3.2. Getting records from other sources (hepcrawl)¶
For the full INSPIRE harvesting experience (tm), you can use the hepcrawl service to get records into your system.
It works by scheduling crawls via certain triggers in inspirehep to a scrapyd service which then returns harvested records and ingestion workflows are triggered.
First make sure you have setup a scrapyd service running hepcrawl (http://pythonhosted.org/hepcrawl/operations.html) and flower (workermon) running (done automatic with honcho).
In your local config (${VIRTUAL_ENV}/var/inspirehep-instance/inspirehep.cfg) add the following configuration:
CRAWLER_HOST_URL = "http://localhost:6800" # replace with your scrapyd service
CRAWLER_SETTINGS = {
"API_PIPELINE_URL": "http://localhost:5555/api/task/async-apply", # URL to your flower instance
"API_PIPELINE_TASK_ENDPOINT_DEFAULT": "inspire_crawler.tasks.submit_results"
}
Now you are ready to trigger harvests. There are two options on how to trigger harvests; oaiharvester like in 3.1 (TODO: trigger via shell/CLI).
Via OAI-PMH:
(inspire)$ inspirehep oaiharvester harvest -u http://export.arxiv.org/oai2 -m arXiv -i oai:arXiv.org:1604.05726 -a spider=arXiv -a workflow=article
Note the two extra arguments which tells which spider to use to harvest the source in hepcrawl, and workflow which says which ingestion workflow to run upon receiving harvested records from the crawler.
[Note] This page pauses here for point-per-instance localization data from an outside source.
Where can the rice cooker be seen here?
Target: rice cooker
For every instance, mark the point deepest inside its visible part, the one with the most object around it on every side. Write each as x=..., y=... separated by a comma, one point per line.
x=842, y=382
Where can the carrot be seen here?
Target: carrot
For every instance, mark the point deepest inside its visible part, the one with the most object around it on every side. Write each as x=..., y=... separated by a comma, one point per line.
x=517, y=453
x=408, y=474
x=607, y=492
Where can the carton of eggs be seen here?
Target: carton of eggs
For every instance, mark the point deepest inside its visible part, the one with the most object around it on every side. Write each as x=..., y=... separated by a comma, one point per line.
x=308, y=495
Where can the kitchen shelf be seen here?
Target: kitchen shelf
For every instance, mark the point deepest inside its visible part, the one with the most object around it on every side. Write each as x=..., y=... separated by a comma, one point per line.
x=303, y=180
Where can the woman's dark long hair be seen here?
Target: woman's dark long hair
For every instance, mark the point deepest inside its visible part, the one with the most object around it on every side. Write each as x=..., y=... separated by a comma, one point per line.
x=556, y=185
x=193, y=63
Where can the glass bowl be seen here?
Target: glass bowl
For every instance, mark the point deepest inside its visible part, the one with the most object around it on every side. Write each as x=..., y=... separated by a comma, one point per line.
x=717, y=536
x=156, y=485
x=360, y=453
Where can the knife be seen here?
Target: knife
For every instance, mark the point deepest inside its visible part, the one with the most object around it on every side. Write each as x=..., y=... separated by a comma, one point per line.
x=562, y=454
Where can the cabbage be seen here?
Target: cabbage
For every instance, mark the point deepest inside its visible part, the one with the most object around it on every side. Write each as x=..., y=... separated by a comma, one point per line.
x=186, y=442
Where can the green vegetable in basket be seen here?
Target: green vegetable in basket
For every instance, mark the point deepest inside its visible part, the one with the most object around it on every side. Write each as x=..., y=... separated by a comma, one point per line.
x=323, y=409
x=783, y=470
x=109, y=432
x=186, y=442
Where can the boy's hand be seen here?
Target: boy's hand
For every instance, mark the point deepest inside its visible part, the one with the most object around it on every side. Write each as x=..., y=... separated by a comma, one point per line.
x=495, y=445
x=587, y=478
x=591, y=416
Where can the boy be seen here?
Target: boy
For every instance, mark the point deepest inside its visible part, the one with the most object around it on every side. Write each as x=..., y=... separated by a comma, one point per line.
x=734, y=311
If your scrapyd service is running you should see output appear from it shortly after harvesting. You can also see from your Celery logs that tasks are started and workflows are executed. Visit the Holding Pen interface, at http://localhost:5000/holdingpen to find the records and to approve/reject them. Once approved, they are queued for upload into the system.
Via shell:
from inspire_crawler.tasks import schedule_crawl
schedule_crawl(spider, workflow, **kwargs)